Miles nodded, struck by how present Arthur seemed tonight.
A young woman approached with a canvas tucked under her arm. “Mr. Dalton? Your brushwork is incredible—how do you get the waves to move like that?”
Arthur lit up, launching into a story about painting the coast as a boy. Miles stepped aside as his dad spoke with the ease of someone who had never forgotten his craft.
Nearby, the couple from the hardware store waved him over. “Miles! Your dad says you know a thing or two about refinishing floors?”
Of course he did.
“Just enough to be dangerous.” Miles smiled and walked over. He chatted about sandpaper grits and polyurethane, nodding along to their renovation woes, but his eyes couldn’t help but drift through the crowd, looking for a familiar face.
Where is she?
He excused himself after a few minutes, grabbing a paper cup of water from a table. He gulped it down and scanned the clusters of people, looking for that unmistakable red hair—for the woman he adored.
“Fire!” The primal scream sliced through the night.
Miles turned toward it.
Smoke billowed from a window at the back.
Orange flames crawled up the walls, distorted through the warping glass.
Someone yelled about 9-1-1.
He smelled it now—the nauseating sting of burning paint and canvas.
Wood splintered.
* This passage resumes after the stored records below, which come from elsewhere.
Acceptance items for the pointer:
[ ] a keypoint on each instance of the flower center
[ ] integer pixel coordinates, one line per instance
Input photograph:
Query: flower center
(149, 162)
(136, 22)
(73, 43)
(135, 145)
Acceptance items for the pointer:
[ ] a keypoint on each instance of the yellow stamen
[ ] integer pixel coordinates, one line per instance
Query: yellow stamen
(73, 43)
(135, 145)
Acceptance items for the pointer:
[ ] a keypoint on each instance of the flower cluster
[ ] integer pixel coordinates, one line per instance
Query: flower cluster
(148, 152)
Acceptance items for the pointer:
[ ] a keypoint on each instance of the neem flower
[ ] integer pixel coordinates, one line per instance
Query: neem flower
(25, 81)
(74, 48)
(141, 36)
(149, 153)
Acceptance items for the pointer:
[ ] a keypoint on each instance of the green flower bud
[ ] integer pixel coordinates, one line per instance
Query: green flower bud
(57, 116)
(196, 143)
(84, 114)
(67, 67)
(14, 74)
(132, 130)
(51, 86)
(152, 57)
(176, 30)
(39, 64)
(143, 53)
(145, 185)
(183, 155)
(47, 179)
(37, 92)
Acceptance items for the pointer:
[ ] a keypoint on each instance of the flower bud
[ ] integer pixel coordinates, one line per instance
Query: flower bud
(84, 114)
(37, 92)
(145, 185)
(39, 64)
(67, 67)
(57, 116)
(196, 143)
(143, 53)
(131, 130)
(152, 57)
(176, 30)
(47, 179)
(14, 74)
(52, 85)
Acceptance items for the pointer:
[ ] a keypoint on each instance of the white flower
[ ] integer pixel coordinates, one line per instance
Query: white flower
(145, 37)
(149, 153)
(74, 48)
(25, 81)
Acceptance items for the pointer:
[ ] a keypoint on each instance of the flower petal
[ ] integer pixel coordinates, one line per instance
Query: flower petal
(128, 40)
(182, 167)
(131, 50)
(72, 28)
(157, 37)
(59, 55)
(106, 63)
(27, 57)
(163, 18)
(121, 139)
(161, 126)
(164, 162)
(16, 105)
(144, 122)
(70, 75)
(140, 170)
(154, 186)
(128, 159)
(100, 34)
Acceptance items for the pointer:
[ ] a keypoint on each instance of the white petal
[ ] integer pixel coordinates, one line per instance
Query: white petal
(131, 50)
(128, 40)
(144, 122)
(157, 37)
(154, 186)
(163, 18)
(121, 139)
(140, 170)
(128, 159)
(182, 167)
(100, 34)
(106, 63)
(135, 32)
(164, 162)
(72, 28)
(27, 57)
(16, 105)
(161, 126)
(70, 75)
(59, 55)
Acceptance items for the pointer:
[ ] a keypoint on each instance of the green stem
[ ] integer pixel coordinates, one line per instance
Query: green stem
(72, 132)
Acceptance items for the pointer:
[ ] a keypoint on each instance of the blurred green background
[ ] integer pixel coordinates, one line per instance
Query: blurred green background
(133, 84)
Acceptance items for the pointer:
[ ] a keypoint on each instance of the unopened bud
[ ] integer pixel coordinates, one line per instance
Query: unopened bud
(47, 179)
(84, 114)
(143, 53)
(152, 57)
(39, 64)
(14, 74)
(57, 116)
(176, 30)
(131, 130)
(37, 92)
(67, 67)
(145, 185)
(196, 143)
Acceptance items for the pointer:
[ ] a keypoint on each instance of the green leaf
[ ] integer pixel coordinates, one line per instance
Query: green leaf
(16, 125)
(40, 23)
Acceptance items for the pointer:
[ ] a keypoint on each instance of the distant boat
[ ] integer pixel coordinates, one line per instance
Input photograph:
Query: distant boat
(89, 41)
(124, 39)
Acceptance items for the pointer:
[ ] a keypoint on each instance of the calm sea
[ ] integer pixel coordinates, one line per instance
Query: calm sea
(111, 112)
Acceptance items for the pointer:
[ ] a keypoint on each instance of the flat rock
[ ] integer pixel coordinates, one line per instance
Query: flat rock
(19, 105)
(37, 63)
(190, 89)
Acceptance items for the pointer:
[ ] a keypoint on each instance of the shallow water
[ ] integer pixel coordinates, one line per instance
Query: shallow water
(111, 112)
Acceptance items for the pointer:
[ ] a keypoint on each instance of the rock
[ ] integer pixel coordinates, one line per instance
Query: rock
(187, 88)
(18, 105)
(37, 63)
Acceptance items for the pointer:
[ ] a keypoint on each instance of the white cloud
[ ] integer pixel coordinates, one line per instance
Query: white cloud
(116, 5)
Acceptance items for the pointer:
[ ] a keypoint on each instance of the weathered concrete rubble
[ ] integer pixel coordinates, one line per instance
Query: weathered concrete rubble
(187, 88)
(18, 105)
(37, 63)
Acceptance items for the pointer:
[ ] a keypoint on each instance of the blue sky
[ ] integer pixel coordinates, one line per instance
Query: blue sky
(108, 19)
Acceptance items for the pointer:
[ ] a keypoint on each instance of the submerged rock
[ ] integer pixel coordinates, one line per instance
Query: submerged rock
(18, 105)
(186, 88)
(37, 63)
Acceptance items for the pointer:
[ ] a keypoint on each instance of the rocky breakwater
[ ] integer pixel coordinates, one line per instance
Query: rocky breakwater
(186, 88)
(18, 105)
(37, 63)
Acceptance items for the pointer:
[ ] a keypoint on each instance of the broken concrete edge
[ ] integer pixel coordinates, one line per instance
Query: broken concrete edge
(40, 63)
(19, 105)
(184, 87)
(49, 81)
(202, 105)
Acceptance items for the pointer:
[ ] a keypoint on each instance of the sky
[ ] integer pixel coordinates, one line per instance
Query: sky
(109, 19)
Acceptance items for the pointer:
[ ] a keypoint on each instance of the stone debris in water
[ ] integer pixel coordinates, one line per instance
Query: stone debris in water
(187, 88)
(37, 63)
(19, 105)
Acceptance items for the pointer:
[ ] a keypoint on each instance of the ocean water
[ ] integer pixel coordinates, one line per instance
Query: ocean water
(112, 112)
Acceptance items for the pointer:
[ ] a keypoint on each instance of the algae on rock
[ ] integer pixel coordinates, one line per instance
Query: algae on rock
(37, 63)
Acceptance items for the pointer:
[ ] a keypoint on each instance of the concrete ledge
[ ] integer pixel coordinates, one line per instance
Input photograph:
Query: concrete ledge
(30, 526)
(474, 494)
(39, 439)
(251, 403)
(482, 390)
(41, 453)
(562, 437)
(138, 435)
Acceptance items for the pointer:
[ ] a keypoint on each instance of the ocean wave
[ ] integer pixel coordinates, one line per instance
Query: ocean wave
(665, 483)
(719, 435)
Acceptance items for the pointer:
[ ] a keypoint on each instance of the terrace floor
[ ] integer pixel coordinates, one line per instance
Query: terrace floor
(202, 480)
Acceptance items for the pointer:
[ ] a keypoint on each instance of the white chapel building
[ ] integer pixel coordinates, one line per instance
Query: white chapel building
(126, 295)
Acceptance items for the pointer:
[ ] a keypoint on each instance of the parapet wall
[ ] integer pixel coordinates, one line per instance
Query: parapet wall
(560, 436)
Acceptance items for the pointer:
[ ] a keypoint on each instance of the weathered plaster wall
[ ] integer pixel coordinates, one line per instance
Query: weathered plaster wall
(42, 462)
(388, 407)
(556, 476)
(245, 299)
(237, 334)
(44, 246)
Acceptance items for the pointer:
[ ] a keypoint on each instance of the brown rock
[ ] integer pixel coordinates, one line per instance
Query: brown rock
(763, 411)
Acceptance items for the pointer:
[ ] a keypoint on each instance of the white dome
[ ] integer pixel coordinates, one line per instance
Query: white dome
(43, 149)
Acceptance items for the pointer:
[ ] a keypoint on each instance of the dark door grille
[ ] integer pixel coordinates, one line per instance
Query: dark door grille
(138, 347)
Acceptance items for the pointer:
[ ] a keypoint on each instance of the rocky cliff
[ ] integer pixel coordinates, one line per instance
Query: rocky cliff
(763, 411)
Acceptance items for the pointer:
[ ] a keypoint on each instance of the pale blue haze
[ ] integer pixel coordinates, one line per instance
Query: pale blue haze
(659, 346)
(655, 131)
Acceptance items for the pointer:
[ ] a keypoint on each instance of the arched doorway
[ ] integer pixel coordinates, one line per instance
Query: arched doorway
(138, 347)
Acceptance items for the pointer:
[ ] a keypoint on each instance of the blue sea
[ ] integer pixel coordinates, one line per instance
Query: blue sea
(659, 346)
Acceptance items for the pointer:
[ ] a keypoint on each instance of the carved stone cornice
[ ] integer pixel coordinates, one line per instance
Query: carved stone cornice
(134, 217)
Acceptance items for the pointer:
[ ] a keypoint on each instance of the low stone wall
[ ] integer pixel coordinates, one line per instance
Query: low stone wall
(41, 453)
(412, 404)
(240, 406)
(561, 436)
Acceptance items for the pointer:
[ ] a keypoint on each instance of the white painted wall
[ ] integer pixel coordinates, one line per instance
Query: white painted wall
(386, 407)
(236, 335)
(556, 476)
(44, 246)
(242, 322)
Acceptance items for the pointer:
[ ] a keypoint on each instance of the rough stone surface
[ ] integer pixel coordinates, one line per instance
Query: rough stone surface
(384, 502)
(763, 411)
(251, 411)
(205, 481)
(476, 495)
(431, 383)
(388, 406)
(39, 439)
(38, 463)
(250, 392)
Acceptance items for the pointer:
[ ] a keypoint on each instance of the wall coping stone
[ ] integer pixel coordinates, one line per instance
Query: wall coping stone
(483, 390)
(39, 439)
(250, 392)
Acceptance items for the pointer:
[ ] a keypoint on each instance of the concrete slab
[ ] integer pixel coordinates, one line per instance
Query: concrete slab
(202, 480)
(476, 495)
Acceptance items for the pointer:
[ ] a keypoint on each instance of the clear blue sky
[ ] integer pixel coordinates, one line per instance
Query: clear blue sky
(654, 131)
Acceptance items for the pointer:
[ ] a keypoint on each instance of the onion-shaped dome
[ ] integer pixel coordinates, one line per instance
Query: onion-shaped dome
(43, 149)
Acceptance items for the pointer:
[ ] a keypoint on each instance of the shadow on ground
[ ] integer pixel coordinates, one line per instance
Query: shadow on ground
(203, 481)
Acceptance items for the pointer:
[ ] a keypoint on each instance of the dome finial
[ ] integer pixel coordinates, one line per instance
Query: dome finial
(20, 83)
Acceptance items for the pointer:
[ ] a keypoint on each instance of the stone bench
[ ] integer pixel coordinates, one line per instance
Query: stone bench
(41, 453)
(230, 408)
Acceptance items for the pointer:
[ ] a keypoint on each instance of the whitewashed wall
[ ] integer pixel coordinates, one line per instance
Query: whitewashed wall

Something snapped.
Miles’s eyes watered as he surveyed the scene, mentally calculating.
Rate of spread: Rapid. Old wood and art supplies feeding the flames—perfect storm for engulfment.
Wind direction: East—pushing smoke and heat toward the back.
Points of failure: Cracking ceiling joists, weakening floors, and heat-stressed windows. Could explode into lethal glass shards.
“No—no, no, no!” Arthur’s voice cracked, yanking Miles back from his thoughts. Tears filled his dad’s eyes. “My special painting!”
“Dad, I’m sorry, but you have to get back, okay?” Miles tried to reassure him, his feet already carrying him toward the building.
He shoved through the crowd, fighting against the flow of bodies. Snatches of conversation reached him—someone said how old and dry the building was, how fast it would burn, another said the fire department was ten minutes out.
Ten minutes?
In ten minutes, there’d be nothing left.
Smoke thickened, curling through the air. Glass cracked. People shouted conflicting things—someone called for water, another yelled about an extinguisher, but Miles already knew the truth: None of that would be enough.
There she is.
Miles sprinted in Wendi’s direction.
“Let me go!” she screamed, straining against the men holding her back. “My boy’s in there!”
The men tightened their grip. “The fire department’s coming. You can’t go in there.”